Why Markets Are at All-Time Highs After EU Deal

“Less bad than thought” is the accepted mantra for tariff trade deals. On the weekend, the U.S. announced a 15% tariff on the European Union. Additionally, the EU would spend $750 billion on US liquefied natural gas.
The agreement improves U.S. LNG investments. Companies like Cheniere (LNG), MPLX LP (MPLX), Enterprise Products (EPD), and Energy Transfer (ET) are compelling investments for the income investor.
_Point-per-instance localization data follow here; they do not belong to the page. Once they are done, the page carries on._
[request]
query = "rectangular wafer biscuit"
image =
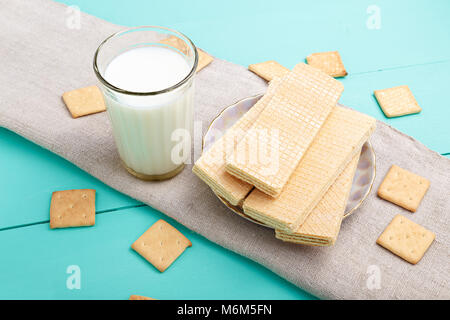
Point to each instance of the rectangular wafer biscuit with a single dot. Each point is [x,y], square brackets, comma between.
[339,140]
[324,222]
[210,167]
[272,148]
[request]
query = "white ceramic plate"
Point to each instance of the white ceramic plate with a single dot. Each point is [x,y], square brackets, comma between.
[362,182]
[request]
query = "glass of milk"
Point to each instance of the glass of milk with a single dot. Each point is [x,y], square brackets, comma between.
[147,79]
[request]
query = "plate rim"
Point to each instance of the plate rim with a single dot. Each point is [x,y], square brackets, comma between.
[243,215]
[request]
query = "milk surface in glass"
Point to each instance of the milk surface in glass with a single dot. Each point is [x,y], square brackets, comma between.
[146,128]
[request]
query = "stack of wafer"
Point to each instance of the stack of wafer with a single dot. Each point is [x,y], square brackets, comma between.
[303,193]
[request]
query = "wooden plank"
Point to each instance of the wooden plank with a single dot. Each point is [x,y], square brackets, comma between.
[28,176]
[35,260]
[247,32]
[428,83]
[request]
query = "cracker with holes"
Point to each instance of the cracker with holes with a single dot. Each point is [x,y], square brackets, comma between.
[397,101]
[84,101]
[328,62]
[72,208]
[406,239]
[161,245]
[203,59]
[269,70]
[403,188]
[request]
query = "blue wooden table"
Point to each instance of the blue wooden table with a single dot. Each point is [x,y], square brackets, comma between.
[382,43]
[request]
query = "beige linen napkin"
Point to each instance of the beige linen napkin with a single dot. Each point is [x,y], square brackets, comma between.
[43,56]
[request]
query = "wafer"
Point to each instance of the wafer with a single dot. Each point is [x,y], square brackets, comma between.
[323,224]
[285,129]
[210,167]
[339,140]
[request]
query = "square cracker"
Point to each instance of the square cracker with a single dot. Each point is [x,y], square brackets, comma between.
[403,188]
[203,58]
[406,239]
[84,101]
[397,101]
[72,208]
[177,43]
[137,297]
[328,62]
[268,70]
[161,245]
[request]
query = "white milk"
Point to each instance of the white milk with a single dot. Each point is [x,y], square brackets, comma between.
[143,125]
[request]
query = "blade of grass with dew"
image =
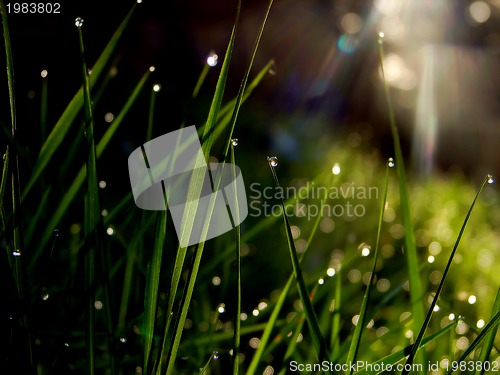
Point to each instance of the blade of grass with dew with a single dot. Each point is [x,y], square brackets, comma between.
[393,358]
[208,138]
[19,265]
[416,289]
[66,120]
[237,234]
[194,191]
[492,324]
[255,230]
[353,350]
[74,188]
[131,255]
[428,317]
[92,212]
[271,323]
[312,320]
[490,338]
[241,91]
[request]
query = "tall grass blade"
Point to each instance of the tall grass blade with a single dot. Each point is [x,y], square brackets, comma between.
[356,340]
[273,319]
[66,120]
[416,289]
[237,234]
[490,327]
[152,286]
[14,222]
[75,186]
[92,212]
[418,340]
[312,320]
[490,338]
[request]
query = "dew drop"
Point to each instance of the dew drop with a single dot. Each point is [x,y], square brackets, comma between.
[381,37]
[336,169]
[273,161]
[212,59]
[365,249]
[272,69]
[78,22]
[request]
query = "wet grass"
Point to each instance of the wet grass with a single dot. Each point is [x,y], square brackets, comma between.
[128,298]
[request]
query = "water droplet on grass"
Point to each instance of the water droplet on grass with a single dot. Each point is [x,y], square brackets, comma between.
[45,294]
[212,59]
[273,161]
[78,22]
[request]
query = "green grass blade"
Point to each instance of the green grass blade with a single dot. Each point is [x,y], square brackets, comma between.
[66,120]
[312,320]
[241,91]
[152,286]
[19,264]
[92,212]
[335,336]
[237,233]
[416,289]
[490,338]
[271,323]
[74,188]
[418,340]
[492,324]
[353,350]
[193,194]
[396,357]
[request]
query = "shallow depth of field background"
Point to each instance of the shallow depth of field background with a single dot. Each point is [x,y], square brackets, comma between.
[322,104]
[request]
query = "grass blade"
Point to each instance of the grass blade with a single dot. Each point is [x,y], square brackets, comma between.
[353,350]
[152,286]
[273,319]
[66,120]
[418,340]
[312,320]
[237,234]
[92,212]
[72,191]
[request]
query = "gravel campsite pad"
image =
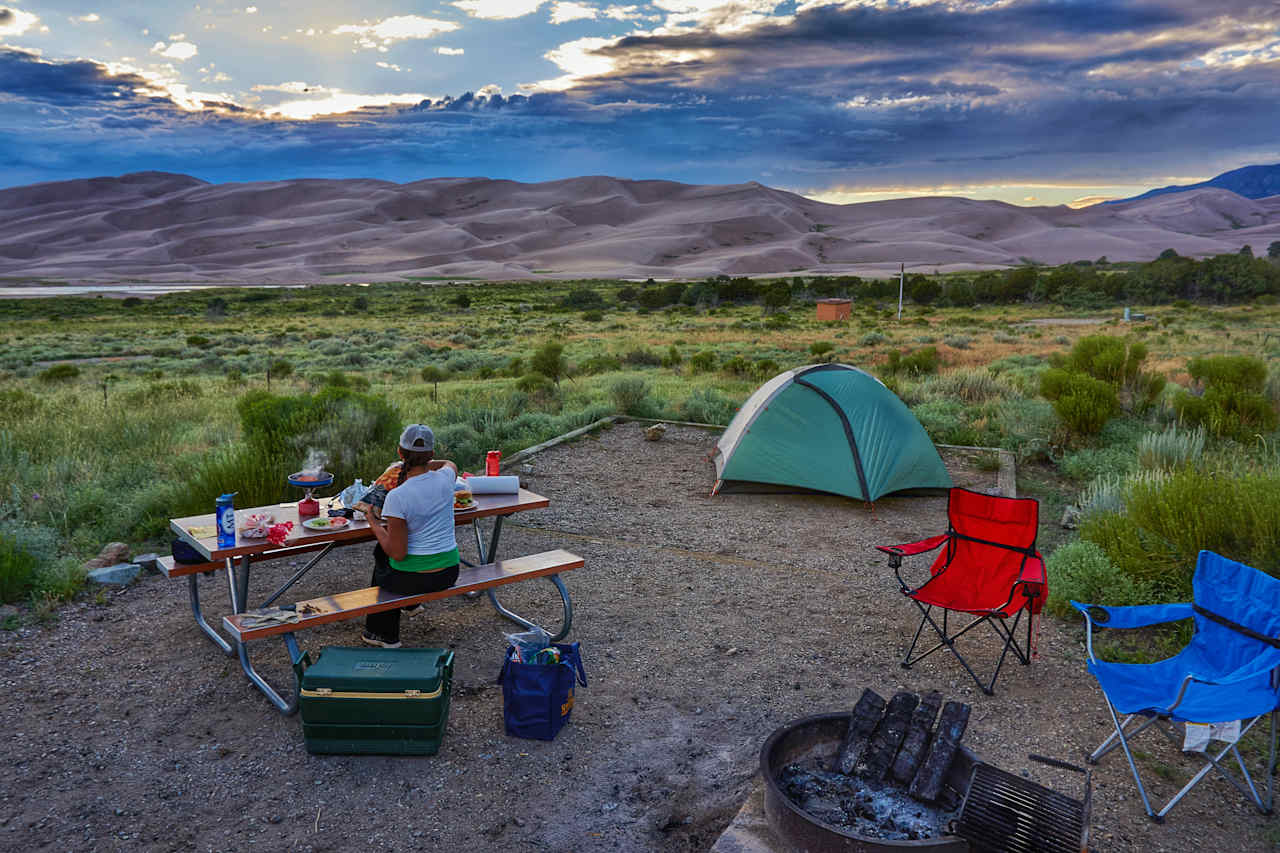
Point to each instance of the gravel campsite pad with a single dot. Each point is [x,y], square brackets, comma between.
[705,623]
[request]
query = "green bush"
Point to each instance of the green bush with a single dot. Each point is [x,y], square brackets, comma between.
[641,357]
[631,397]
[599,364]
[912,364]
[707,406]
[1084,404]
[1082,570]
[58,373]
[17,570]
[1233,405]
[1169,519]
[703,361]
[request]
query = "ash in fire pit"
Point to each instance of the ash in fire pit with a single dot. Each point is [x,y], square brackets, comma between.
[864,807]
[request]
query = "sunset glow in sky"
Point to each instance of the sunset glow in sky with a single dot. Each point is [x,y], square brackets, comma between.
[1029,101]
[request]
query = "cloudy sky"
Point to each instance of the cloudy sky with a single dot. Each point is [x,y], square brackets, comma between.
[1032,101]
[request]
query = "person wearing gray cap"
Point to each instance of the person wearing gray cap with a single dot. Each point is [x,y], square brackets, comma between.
[417,551]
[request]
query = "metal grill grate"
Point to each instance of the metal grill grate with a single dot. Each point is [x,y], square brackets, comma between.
[1005,813]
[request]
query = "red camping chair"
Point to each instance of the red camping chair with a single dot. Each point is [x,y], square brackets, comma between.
[990,568]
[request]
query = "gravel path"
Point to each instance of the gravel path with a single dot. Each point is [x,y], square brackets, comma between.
[705,623]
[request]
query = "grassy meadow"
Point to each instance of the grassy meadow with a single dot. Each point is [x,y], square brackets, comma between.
[118,414]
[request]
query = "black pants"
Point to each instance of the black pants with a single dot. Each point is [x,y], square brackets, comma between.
[385,624]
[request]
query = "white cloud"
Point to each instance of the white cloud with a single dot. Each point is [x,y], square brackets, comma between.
[498,9]
[565,10]
[577,60]
[339,101]
[391,30]
[17,22]
[179,50]
[293,87]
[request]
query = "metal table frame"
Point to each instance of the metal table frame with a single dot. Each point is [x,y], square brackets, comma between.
[237,585]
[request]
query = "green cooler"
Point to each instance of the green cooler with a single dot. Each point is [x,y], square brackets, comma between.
[387,701]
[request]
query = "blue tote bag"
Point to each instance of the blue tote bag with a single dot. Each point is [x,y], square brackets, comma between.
[538,698]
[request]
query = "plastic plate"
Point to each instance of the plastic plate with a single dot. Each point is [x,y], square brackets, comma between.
[334,523]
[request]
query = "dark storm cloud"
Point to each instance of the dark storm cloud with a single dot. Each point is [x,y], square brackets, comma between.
[69,83]
[935,92]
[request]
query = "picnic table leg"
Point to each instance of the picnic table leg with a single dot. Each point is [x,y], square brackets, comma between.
[286,707]
[520,620]
[200,617]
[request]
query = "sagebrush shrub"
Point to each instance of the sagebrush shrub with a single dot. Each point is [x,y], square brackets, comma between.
[707,406]
[17,570]
[1084,404]
[630,395]
[1233,404]
[913,364]
[1080,570]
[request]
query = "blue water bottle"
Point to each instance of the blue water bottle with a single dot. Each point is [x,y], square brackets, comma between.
[224,518]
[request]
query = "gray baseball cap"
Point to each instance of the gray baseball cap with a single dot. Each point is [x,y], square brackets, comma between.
[417,437]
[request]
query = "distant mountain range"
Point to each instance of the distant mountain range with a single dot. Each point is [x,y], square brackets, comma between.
[1251,182]
[160,227]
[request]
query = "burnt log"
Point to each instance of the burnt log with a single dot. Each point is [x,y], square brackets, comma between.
[888,737]
[927,784]
[917,739]
[862,724]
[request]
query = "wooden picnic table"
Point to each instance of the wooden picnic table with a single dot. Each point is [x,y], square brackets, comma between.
[200,533]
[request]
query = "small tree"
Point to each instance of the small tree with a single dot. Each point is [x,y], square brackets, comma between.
[435,375]
[549,361]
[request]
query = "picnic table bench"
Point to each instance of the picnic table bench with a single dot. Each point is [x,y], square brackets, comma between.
[484,576]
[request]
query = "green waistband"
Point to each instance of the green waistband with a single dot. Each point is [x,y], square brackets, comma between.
[426,561]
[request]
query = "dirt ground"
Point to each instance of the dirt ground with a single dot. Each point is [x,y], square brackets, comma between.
[705,623]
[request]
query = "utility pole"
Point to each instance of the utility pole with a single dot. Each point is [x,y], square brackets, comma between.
[901,274]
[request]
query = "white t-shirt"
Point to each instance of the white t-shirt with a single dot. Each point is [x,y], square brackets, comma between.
[426,505]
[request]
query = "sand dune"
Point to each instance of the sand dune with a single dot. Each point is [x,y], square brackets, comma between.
[159,227]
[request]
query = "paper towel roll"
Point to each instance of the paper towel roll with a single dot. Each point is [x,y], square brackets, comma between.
[493,484]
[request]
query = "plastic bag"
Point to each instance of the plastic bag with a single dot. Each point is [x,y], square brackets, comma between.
[526,646]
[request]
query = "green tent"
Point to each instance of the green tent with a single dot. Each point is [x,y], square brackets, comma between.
[827,428]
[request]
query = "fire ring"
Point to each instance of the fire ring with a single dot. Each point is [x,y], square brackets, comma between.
[821,737]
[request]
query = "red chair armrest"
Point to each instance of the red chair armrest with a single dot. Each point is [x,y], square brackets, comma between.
[913,547]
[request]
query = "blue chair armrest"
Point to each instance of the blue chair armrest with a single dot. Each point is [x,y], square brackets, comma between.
[1137,616]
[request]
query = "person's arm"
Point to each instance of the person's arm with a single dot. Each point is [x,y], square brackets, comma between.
[437,464]
[393,537]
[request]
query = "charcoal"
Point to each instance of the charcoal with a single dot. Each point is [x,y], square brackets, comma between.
[888,735]
[917,739]
[927,784]
[862,724]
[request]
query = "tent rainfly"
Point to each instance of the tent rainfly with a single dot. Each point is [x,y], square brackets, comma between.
[827,428]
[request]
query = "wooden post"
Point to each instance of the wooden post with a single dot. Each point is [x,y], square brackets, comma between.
[862,723]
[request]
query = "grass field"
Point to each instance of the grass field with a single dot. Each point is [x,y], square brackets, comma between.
[115,414]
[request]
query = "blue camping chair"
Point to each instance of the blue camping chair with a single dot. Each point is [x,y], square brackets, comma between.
[1228,671]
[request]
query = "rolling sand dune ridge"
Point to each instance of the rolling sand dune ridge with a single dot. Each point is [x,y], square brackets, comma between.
[160,227]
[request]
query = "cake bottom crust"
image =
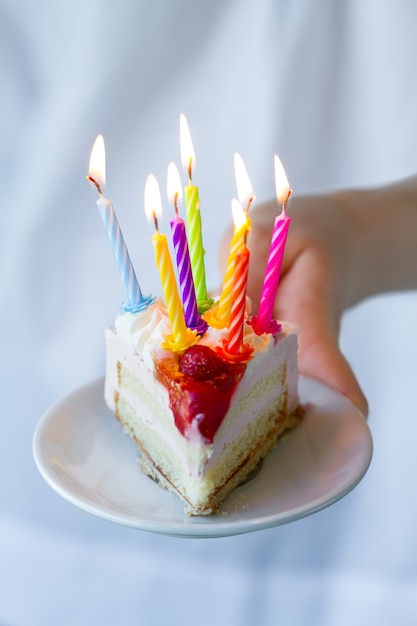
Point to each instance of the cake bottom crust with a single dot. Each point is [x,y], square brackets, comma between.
[281,424]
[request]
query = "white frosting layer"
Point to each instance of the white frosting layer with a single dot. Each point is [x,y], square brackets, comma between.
[136,341]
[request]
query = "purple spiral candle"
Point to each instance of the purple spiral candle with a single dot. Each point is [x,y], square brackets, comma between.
[185,276]
[272,273]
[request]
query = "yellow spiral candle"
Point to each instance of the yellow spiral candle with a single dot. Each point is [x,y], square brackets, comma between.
[181,337]
[193,215]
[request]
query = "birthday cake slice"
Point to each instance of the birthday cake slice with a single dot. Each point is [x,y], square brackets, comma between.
[201,422]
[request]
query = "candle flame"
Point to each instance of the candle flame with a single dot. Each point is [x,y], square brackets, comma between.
[282,187]
[187,149]
[239,217]
[153,203]
[97,166]
[174,188]
[243,184]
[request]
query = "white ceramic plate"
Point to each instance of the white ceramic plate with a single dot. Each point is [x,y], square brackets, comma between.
[82,453]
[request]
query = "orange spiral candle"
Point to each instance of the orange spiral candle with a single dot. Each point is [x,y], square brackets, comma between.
[234,349]
[237,313]
[181,337]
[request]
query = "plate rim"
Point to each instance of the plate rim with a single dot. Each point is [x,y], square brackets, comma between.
[205,527]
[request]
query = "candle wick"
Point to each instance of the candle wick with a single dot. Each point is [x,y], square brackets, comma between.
[95,183]
[251,199]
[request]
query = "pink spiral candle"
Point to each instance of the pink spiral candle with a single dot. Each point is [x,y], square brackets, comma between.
[272,273]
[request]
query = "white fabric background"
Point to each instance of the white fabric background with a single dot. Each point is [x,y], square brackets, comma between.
[332,88]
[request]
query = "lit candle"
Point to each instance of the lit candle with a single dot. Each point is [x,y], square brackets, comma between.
[180,243]
[264,322]
[219,315]
[234,349]
[192,208]
[243,185]
[181,337]
[97,175]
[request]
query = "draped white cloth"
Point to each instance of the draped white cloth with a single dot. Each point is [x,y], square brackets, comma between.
[329,86]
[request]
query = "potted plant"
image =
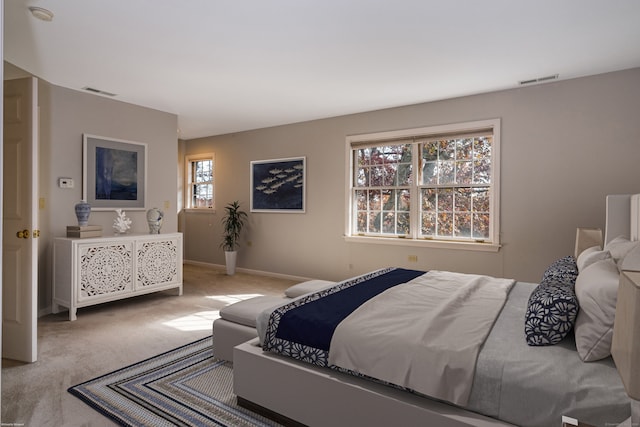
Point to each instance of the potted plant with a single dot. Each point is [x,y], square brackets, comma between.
[232,223]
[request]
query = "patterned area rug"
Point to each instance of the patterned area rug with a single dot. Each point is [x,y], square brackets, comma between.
[183,387]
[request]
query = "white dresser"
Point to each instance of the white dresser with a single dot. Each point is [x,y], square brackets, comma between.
[96,270]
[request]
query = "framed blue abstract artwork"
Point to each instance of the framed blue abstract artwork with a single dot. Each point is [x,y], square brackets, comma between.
[278,185]
[113,173]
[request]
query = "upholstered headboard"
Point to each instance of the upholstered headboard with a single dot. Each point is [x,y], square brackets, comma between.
[622,217]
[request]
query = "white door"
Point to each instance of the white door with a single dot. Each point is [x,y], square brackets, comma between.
[19,222]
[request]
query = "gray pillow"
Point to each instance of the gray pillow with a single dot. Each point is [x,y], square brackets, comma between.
[597,292]
[307,287]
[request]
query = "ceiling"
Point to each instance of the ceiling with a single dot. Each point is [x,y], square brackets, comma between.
[224,66]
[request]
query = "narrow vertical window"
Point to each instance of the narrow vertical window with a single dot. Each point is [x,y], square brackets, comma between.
[200,181]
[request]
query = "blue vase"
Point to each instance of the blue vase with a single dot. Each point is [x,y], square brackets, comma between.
[83,210]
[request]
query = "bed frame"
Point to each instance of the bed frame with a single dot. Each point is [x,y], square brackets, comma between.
[299,393]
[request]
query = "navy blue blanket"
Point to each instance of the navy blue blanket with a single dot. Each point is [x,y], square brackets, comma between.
[304,328]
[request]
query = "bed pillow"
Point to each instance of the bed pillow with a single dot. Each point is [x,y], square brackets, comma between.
[591,255]
[597,292]
[307,287]
[619,248]
[551,313]
[632,260]
[563,270]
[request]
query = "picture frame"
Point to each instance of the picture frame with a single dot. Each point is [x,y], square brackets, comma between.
[278,185]
[114,173]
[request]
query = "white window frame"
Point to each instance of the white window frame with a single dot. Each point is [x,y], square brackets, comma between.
[491,244]
[188,182]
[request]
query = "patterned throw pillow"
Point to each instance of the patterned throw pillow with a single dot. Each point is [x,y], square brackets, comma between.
[551,313]
[564,270]
[553,305]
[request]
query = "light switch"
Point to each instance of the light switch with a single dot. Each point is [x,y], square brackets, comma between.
[65,182]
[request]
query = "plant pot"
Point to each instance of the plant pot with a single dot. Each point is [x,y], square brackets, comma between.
[230,259]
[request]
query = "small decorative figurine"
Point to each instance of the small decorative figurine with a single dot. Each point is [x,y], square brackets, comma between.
[154,219]
[121,224]
[83,210]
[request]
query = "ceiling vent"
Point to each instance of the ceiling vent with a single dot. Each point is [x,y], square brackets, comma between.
[98,91]
[539,80]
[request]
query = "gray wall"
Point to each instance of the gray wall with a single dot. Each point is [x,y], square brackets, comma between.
[565,146]
[67,114]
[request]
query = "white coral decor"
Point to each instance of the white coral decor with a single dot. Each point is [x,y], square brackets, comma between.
[121,224]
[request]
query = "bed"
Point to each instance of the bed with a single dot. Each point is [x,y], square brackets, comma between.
[514,381]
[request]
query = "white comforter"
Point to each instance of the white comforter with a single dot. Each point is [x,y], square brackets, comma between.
[444,317]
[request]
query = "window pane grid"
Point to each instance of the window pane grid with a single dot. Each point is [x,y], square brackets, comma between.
[201,183]
[455,213]
[450,198]
[381,194]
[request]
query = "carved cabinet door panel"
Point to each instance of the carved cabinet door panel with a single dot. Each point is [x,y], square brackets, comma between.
[105,269]
[157,262]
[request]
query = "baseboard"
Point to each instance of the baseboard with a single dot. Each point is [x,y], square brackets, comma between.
[250,271]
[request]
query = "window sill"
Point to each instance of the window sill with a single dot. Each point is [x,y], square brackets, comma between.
[440,244]
[199,210]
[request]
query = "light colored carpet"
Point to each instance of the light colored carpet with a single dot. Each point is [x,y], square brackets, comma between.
[109,336]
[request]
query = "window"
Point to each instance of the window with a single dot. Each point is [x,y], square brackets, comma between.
[435,186]
[200,181]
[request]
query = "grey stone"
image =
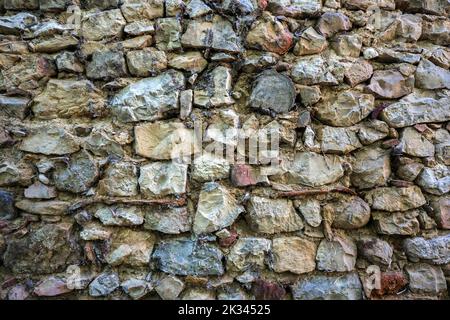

Markets reacted tepidly at first to the deal. In the last moment, however, buyers aggressively bid on the Dow Jones, Nasdaq (QQQ), and S&P 500 (IVV). That reversed a down day into an all-time high for the S&P 500.
Stock markets are less fearful that a tariff rate ending up at 15% to 20% among U.S. trade partners is manageable. Corporate profits will fall, yet a rising price-to-earnings ratio is acceptable. When speculations like Opendoor (OPEN), Sharplink Gaming (SBET), Krispy Kreme (DNUT), and Kohl’s (KSS) are short-lived, double-digit percentage gains, P/E risks are not a factor.
For now, markets are not pricing in tariffs, which act like tax hikes on purchasers importing foreign goods. They did not show up in U.S. inflation reports. The falling U.S. dollar (DXY) is one of the few asset types reacting to tariffs. That should help foreign exporters. It decreases the cost of their product.